Could it be that heretofore thought "invulnerable" to electoral defeat Stark County-based Ohio General Assembly delegation Republican members W. Scott Oelslager (running for Ohio House District 48, currently held by Republican J. Kirk Schuring) and Schuring himself (running for Ohio Senate District 29, currently held by W. Scott Oelslager)  will be sucked into what is being described in the media as being  the "ECOT scandal" and suffer the unthinkable?


What does that mean?

Both lose in November, 2018 because of being part of a Republican political culture within the Columbus political beltway that has resulted in Ohio possibly losing $80 million in taxpayer money to an educational "online" entity that was started by the Ohio Legislature in House Bill 770 in its 1997/1998 session?

Like Coingate, the ECOT appears to some to be a "Follow-the-Money" quest.

This quote from a former Republican John Damschroeder (a Voinovich administration official):

In 2005, following the infamous Coingate scandal, Ohio lawmakers ended the sales tax exemption for rare coins but they neglected to close the door on high fee, high risk alternative investments, made possible only because of a change in law pushed by large campaign contributors.
Schuring has been a member of the OGA since January 1, 1995 and Oelslager since February 3, 1985.

And both are largely incommunicado with any who disagree with or would question them about their positions on various legislation, to wit:  (from a SCPR source)
Despite Speaker Schuring dismissing me over ECOT(4 times he refused to talk to me) now, it appears there will be criminal charges. 
What does Schuring have to say about this?
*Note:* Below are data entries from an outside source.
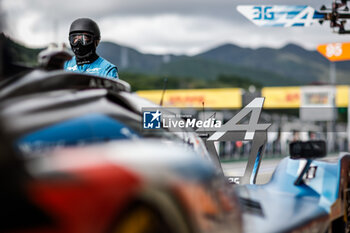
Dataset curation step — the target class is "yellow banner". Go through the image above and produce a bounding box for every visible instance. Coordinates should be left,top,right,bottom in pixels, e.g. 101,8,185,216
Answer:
136,88,242,109
261,87,300,108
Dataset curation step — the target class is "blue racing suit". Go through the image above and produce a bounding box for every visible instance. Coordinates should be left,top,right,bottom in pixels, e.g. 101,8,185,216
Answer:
64,56,119,79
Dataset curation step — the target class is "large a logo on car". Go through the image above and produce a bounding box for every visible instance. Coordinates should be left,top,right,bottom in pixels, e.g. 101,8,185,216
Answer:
143,110,162,129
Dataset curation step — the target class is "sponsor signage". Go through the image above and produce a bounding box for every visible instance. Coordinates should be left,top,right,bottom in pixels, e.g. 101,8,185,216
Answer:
317,42,350,62
137,88,242,109
261,87,300,108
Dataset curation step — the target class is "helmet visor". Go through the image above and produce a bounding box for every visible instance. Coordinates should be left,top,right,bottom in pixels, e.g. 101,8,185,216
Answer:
69,33,94,46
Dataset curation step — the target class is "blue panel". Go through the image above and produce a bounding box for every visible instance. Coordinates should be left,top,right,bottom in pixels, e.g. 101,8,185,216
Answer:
16,114,138,152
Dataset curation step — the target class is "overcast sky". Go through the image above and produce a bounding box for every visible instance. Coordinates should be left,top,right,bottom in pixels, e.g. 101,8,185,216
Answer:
0,0,350,54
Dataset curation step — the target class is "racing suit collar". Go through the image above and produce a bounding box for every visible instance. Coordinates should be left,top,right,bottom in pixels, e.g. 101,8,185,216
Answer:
75,53,99,65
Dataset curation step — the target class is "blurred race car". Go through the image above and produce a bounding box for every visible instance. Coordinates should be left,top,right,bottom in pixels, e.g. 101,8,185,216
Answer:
0,140,241,233
0,46,350,233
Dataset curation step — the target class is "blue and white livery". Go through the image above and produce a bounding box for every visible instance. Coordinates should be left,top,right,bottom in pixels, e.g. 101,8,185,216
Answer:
64,57,119,79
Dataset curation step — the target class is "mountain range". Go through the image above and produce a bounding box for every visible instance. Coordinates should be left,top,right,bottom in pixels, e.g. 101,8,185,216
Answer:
98,42,350,86
3,33,350,86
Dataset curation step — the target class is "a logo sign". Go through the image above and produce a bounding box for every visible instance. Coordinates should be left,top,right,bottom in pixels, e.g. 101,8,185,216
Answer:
143,110,162,129
317,42,350,62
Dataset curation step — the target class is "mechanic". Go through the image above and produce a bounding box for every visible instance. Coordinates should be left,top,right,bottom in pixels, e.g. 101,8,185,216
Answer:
64,18,119,79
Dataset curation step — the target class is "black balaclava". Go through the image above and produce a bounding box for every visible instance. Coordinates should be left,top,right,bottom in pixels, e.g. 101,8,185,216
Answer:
71,41,98,65
69,18,101,65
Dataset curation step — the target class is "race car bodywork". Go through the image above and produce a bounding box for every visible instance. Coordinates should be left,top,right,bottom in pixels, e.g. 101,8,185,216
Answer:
0,60,350,233
237,154,350,233
0,140,241,233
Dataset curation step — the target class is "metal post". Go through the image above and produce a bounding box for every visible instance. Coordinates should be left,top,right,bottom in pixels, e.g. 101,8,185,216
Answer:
329,62,337,85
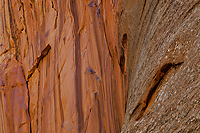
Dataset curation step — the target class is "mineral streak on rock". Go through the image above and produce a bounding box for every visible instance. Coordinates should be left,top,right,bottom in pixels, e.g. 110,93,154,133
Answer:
27,44,51,80
0,0,200,133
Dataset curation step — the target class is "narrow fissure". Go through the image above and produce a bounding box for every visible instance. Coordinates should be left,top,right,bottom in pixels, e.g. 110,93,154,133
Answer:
129,62,183,121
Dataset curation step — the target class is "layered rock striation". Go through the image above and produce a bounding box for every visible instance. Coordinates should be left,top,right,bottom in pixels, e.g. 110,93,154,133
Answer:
0,0,200,133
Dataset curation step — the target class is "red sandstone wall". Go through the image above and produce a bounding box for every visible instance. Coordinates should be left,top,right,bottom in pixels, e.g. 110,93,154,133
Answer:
0,0,127,133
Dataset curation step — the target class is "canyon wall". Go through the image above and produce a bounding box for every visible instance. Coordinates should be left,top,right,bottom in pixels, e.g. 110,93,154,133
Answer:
0,0,200,133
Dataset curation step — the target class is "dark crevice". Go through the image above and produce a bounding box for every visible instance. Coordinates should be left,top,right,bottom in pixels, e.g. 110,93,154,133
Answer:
183,1,200,19
130,62,183,121
58,74,65,128
51,1,58,29
119,33,127,74
70,0,84,132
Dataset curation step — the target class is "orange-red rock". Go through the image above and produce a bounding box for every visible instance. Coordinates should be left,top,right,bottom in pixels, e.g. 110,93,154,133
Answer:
0,0,126,132
0,0,200,133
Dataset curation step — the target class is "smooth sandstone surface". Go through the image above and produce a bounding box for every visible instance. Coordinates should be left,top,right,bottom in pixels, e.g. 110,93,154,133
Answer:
0,0,200,133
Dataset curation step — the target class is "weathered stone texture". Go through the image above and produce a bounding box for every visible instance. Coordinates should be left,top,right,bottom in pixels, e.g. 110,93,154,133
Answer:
0,0,200,133
119,0,200,132
0,0,127,133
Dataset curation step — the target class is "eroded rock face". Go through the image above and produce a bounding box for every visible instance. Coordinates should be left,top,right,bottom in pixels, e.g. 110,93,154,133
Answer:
0,0,200,133
0,0,127,132
119,0,200,133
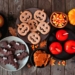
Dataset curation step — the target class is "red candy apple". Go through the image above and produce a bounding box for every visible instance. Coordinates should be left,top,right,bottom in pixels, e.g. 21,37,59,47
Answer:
49,42,62,55
64,40,75,54
56,29,68,41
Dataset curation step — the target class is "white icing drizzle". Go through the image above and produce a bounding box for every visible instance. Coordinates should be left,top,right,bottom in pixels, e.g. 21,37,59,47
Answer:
8,44,11,48
3,57,7,60
16,42,19,45
17,53,20,56
3,49,7,53
14,59,17,62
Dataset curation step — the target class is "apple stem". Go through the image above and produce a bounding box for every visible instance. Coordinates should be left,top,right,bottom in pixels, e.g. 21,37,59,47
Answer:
56,48,60,52
63,33,69,35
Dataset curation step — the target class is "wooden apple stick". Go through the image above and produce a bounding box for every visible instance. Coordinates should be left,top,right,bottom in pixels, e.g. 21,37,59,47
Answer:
56,48,60,52
63,33,69,35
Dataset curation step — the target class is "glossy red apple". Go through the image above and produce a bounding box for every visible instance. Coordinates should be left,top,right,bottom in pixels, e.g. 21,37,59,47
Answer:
64,40,75,54
49,42,62,55
56,29,68,41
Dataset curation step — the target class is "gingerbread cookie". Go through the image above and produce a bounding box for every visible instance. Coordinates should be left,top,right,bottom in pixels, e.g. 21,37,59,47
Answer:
34,10,46,22
10,40,26,50
37,22,50,35
0,48,12,56
8,55,19,69
28,32,41,44
16,52,28,60
20,11,32,23
17,23,29,36
28,19,38,31
0,41,15,52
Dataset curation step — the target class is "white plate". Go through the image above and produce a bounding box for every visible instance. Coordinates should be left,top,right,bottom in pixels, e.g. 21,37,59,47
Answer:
0,36,29,71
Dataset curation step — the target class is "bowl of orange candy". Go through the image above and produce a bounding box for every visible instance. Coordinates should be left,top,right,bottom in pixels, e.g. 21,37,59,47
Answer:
50,12,68,28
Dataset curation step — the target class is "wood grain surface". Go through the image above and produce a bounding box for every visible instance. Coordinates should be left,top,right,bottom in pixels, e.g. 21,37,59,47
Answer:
0,0,75,75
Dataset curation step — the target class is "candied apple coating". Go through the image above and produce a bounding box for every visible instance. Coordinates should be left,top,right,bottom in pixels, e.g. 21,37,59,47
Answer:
34,50,50,66
52,13,67,27
68,9,75,25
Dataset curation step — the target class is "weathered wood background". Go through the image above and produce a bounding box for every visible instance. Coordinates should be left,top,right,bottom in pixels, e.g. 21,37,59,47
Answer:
0,0,75,75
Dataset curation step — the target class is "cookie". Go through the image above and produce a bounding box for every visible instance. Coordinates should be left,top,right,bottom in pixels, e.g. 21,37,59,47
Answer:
0,56,9,65
0,41,15,52
10,40,26,50
28,32,41,44
17,23,29,36
20,11,32,23
8,27,17,36
8,55,19,69
37,22,50,35
0,48,12,56
16,52,28,60
34,10,46,22
28,19,38,31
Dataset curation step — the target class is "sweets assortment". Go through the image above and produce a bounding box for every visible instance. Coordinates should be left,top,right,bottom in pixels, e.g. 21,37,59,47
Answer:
50,12,68,28
33,50,50,67
17,10,50,45
0,40,28,69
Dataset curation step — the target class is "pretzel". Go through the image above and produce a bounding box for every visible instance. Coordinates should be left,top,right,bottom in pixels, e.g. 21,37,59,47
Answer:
28,19,38,31
20,11,32,23
28,32,41,44
17,23,29,36
37,22,50,35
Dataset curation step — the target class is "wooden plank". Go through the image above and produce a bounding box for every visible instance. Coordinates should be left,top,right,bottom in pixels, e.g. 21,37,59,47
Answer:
52,0,66,12
8,0,23,75
22,66,37,75
0,0,3,12
12,70,22,75
66,0,75,31
9,0,23,19
22,0,37,75
65,0,75,75
65,57,75,75
37,65,50,75
0,0,8,75
23,0,37,10
37,0,51,75
0,67,3,75
3,0,9,17
38,0,52,16
51,65,65,75
51,0,66,75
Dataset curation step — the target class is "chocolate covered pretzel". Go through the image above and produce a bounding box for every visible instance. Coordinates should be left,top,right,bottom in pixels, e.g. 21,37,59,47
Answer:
10,40,26,50
28,32,41,44
0,47,12,56
0,41,15,52
16,52,28,60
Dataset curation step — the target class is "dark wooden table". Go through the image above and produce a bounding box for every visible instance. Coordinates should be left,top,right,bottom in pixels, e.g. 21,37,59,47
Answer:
0,0,75,75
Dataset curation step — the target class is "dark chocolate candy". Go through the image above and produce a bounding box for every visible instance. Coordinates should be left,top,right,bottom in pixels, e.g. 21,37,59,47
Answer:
8,55,19,69
0,47,12,56
0,41,15,52
10,41,26,50
16,52,28,60
0,57,9,65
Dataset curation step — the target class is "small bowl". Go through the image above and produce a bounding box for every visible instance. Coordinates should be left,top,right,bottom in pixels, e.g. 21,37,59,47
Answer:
30,49,49,68
0,36,29,71
50,12,68,28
Funny, he has yet to return the campaign contributions he took in exchange for trying to block the DOE audit.
Schuring used to always take the SCPR's questions, but hasn't for several years because, of course, The Report "cuts-right-to-the-chase."  Apparently, he cannot handle incisive questioning.

Since term limits (8 consecutive years) have been the law of Ohio, the two have switched back and forth between the 29th and the 48th (and its predecessor district designation) in order to defeat the will of Ohio voters that we get fresh faces in the OGA periodically.

Even though the Stark County "organized" Democratic Party seem to have given Oleslager and Schuring "a pass" (as in many previous election cycles), circumstances might overcome the political weakness/inexperience of the Democratic candidates nominated on May 8th.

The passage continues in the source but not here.